MyVisionsComeFromSoup · 19/01/2018 10:50

I've recently got hearing aids, but people on the telly still mumble, and because the lighting is so dreadful these days, I cant even lipread successfully Sad.

Also, that action for hearing loss on line test still tells me (without hearing aids) that my hearing is fine, despite the NHS deciding that yes, maybe actually we might let you have HAs, we can't fob you off any more Wink. A more reliable test IME is "how often do your teens tell you you're going deaf when you ask them to repeat stuff" Grin.

Graphista · 19/01/2018 11:16

Sound engineer at "ground" level, but ultimately buck stops with executive producers (I would have thought I'm not involved in making tv)

Defo not a flat screen thing, only just got mine and it was a crt (big back) tv I had before that - just as bad. As pp have said it's the type and era of the programme.

The teens are mumbling too! Angry I can understand hear every bloody word when she's on the phone to mates but when I'm asking her how her day was I get "mumble mumble whatever" Confused

Summer15coming · 19/01/2018 12:29

Some of you PPs are BVU in making me want to leave work immediately to go home and see if my tv has a reduce background noise setting.

LoniceraJaponica · 19/01/2018 12:52

I am currently watching a Hairy Bikers programme that we recorded the other day. The sound quality is as clear as a bell. There is no background music, just natural background noises of livestock, birds singing etc.

CaraBosse1 · 19/01/2018 13:10

I've just watched Wanted Down Under Blush and Escape to the Country Blush and could understand every word - including the dialects of the Sunderland couple who want to move to Oz. It's definitely the actors on dramas who are mumbling - no wonder Scandi Noir is so popular - we can just read the dialogue rather than (as Miaow says) play Hokey Cokey with the volume!

OP posts:
JustDanceAddict · 19/01/2018 13:12

Definitely. I often put subtitles on.

IfNot · 19/01/2018 13:24

Yanbu!!! Or Mutton!
It's partly an actor issue and partly a sound mixing one.
With films made for cinema release they mix the incidental soundtrack and the score REALLY HIGH. In part is think it's because people can't shut the fuck up in the cinema anymore so the films have to be really loud to drown out the entitled twats. TV drama does whatever the movies do (inferiority complex). .

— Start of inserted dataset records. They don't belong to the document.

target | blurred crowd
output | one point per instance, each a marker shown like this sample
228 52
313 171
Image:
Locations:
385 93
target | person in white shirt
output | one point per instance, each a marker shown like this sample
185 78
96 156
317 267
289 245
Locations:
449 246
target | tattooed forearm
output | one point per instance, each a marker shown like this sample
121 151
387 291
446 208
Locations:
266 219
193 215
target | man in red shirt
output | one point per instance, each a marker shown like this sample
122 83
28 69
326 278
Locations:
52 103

Really actors have one job “say the fucking line”. It really pisses me off that they mumble for mumbling sake

Amen to that. The fashion is for what David Mamet called "huff acting". Rather than just saying the line, all manner of oh so subtle "expression" has to be put into it. But there can't be any actual expressiveness, because that would be hammy, like theatre acting, so there's all this " um.." and " huh" and random pauses.

It gives me the rage and I shout at the telly a lot...

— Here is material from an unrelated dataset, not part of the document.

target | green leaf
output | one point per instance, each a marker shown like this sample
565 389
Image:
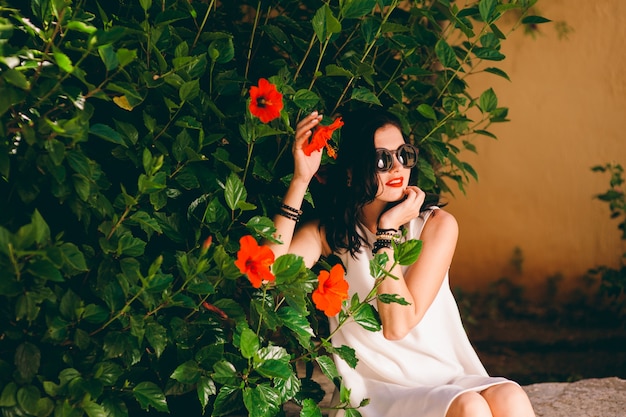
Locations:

Graphista · 19/01/2018 13:32

There's none of this nonsense on Death in paradise Wink Simon callow was on last nights - he's almost as loud and expressive as Brian blessed Grin

CassandraCross · 19/01/2018 13:53

The BBC 'Jamaica Inn' drama a couple of years ago was the absolute worst and got totally panned by viewers, the dialogue was unintelligible, the set lighting was so dark you couldn't see anything, the 'accents' the actors used were laughable in the extreme. BBC promised to 'fix' these problems with future dramas, have they? have they hell as like.

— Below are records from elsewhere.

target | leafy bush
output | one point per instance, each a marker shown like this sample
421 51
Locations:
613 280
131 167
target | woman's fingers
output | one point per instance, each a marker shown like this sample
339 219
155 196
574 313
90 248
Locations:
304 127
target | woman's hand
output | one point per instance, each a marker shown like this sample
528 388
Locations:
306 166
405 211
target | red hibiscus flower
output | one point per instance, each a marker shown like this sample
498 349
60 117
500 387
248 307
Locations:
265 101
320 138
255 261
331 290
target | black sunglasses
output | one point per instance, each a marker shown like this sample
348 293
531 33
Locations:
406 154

I seem to remember the excuses and justification for the above was the state of the art sound and vision equipment they were using and when played back on their own equipment in a studio equipped as a studio with lots of equipment everything was fine, however, they conveniently forgot that the programme is not watched on state of the art sound and vision equipment in a studio.

I also agree that actors nowadays cannot enunciate properly to save their lives add in their woeful attempts at accents and it is a recipe for disaster. There have been some cases where even in a cinema viewers are criticising the lack of audible pronunciation by actors.

tillytrotter1 · 19/01/2018 13:58

I find the discrepancy between programmes etc annoying, I will often say to OH, who is in denial about his hearing, why is that so loud when in fact the volume has changed with the programme. Oddly, I have no difficulty in hearing the adverts, unfortunately, they seem to require people who can speak clearly.